Whether you were coming to terms with a bulging postbag on Saturday, or no post at all, the archive comedy clips on The Smith Lectures (Radio 2) will have raised a smile. First, Arthur Smith put the smoochfest into some kind of context. "They say love makes the world go round," he said, "but they're wrong. In fact what makes the world go round is rotational energy generated by inertia's encounter with the aftershock of the big bang." The clips featured talk of how hard it can be to meet a woman. "I have to go where women are more vulnerable, where they really need me," quipped one. "Like Mexican border crossings, or the end of a marathon - that's where I go." There was attention to the different stages of romance as it blossoms: the "hold a fart in for five hours" stage, and the point at which you stop wanting to go out, and start wanting to stay in. "I was on this date with this really hot model," bragged Dave Attell. "It wasn't really a date-date. We just ate dinner, saw a movie. Then the plane landed."
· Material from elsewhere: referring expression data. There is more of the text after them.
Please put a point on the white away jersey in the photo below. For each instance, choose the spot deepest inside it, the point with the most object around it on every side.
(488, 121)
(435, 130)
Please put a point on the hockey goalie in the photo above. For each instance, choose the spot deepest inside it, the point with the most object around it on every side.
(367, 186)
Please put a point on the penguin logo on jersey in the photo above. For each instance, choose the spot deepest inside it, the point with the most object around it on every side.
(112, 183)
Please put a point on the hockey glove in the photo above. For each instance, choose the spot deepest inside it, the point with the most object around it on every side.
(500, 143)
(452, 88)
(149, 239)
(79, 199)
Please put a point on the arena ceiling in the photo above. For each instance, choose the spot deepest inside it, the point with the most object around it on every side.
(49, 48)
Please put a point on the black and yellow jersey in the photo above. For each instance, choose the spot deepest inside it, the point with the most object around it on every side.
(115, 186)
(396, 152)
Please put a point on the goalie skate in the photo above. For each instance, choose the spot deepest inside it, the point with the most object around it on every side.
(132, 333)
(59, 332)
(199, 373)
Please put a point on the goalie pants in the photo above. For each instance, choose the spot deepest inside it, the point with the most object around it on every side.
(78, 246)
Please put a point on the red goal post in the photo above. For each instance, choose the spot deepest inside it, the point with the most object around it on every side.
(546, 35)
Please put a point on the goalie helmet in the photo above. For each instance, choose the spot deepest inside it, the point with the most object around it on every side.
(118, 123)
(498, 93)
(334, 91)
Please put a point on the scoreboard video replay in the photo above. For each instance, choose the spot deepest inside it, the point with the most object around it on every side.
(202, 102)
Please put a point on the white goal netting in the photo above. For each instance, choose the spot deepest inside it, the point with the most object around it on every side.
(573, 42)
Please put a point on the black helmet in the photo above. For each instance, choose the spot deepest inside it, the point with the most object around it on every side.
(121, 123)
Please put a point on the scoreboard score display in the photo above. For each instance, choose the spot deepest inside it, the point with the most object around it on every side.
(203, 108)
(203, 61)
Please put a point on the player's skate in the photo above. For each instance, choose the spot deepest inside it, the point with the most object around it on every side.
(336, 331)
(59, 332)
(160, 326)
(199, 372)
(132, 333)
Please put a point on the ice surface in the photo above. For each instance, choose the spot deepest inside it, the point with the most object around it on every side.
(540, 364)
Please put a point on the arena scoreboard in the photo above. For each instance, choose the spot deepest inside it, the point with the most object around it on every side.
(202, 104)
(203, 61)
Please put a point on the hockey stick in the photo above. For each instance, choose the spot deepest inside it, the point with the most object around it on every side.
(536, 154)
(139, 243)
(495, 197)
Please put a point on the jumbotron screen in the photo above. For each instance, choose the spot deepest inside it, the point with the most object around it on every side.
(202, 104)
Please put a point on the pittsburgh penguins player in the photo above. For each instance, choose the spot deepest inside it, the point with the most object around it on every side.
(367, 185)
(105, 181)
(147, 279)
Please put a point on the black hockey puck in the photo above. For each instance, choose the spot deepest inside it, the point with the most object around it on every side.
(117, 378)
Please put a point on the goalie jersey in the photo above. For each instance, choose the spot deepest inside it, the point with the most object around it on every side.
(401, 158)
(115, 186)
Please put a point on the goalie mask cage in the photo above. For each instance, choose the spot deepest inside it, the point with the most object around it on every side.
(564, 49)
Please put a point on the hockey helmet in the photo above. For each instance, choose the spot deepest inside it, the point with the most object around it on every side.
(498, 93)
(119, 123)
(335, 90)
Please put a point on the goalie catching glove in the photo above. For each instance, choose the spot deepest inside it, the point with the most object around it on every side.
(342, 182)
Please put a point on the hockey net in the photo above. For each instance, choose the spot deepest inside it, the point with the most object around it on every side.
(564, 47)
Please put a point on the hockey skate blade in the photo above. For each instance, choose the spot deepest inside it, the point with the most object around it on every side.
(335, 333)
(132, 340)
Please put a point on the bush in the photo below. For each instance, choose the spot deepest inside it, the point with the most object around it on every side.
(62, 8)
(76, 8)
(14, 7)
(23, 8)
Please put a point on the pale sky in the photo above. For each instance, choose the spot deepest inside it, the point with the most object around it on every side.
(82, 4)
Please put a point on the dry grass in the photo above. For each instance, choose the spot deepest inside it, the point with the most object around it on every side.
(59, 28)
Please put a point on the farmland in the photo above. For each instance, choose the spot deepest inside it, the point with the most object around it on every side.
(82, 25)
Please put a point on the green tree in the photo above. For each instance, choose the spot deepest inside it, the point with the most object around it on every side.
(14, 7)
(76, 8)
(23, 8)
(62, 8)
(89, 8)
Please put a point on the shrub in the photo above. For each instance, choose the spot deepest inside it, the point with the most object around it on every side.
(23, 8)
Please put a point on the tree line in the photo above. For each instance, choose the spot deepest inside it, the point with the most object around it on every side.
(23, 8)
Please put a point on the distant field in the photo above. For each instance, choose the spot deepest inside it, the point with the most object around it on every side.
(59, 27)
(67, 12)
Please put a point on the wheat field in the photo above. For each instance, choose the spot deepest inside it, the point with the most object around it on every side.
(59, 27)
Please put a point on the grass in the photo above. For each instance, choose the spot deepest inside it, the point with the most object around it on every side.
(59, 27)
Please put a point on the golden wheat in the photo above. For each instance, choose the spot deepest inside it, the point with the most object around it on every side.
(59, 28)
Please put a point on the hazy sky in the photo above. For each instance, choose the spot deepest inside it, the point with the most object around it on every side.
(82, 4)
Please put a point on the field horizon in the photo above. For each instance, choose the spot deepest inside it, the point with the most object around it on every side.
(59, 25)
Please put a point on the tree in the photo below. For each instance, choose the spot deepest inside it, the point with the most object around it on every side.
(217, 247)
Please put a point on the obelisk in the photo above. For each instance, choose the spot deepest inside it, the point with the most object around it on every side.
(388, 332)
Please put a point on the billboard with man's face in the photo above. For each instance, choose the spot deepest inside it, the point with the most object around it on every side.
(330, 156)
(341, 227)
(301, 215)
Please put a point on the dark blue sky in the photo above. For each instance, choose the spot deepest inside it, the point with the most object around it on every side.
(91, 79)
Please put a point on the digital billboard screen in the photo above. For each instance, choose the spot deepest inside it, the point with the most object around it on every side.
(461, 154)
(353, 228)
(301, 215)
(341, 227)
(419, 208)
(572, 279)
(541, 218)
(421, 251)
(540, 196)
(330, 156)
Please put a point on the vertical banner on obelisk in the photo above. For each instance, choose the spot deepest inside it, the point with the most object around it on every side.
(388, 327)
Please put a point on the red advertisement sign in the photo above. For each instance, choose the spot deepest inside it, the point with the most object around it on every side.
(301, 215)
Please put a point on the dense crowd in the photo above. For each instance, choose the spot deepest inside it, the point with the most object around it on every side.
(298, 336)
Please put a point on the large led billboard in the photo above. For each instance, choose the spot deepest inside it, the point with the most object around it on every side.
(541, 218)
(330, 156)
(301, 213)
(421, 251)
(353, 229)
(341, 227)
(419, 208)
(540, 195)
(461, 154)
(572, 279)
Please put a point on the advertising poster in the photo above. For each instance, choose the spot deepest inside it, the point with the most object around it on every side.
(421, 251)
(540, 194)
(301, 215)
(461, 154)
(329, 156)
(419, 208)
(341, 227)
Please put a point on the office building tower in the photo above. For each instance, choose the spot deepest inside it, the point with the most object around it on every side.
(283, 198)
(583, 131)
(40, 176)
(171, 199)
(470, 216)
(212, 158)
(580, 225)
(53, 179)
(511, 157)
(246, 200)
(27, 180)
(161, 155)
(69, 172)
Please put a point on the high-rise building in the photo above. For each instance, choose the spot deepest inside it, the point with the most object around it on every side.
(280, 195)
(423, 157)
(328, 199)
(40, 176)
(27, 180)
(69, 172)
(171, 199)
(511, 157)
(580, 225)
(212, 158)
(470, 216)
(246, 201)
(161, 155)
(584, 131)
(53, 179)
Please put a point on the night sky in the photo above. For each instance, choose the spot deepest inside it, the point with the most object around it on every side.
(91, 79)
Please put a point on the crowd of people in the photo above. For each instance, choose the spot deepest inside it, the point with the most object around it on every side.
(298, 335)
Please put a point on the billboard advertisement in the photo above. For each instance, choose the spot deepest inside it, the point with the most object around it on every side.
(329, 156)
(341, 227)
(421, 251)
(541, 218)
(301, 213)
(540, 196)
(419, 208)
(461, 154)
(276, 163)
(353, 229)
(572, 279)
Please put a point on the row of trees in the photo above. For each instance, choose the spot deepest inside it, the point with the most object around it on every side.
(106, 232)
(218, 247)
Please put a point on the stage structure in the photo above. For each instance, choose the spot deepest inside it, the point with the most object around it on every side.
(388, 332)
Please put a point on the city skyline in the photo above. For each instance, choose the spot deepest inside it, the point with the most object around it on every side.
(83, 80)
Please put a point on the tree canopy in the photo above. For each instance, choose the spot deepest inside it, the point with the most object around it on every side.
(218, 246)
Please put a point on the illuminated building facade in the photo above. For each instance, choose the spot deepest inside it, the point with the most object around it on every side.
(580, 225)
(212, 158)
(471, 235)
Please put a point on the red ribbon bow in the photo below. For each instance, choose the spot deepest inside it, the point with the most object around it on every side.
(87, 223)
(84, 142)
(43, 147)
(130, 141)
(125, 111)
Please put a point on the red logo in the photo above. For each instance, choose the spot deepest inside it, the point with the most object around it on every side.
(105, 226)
"Hearts of fire creates love desire", Earth, Wind and Fire once crooned. EWF were included in Lavinia Greenlaw's startlingly eclectic musical choices on Private Passions (Radio 3), following on, as they so often do, from some Shostakovich. Greenlaw spoke with such elegant crispness about the business of writing poetry that you felt you wanted to borrow her phrases, sidle them into your own chit-chat. "Not the thought, but the mind thinking," she purred. "Slow, and the discovery of slow," she mooted. "It's what you do under the surface that makes the surface interesting," she confirmed.
I think that's what Midge Ure was getting at over on BBC 6 Music's True Romantics Day. Thanks to the emergence of Blitz, the New Romantic club, he explained, clubbers suddenly had a choice between Vortex, the punk club all a-pogo and drenched in spittle, or somewhere "with all these kids looking like Marilyn Monroe." The latter, he said, had a very real appeal. "If you were down there looking to try and pull, it was a much better prospect waking up next to someone that looked like Marilyn Monroe than something that looked like the Loch Ness monster."
There was even saucy boasting ("it was over 12 inches") on last night's Razor Cuts (Virgin Radio). Funk Brother Jack Ashford was telling Pete Mitchell about his huge tambourine. Marvin Gaye came to see him in action with it, and asked him to play on What's Goin' On. Ashford didn't know then what all the fuss was about. "When you're making history," said Ashford, replete with engrossing anecdotes from his Motown days, "you don't know it."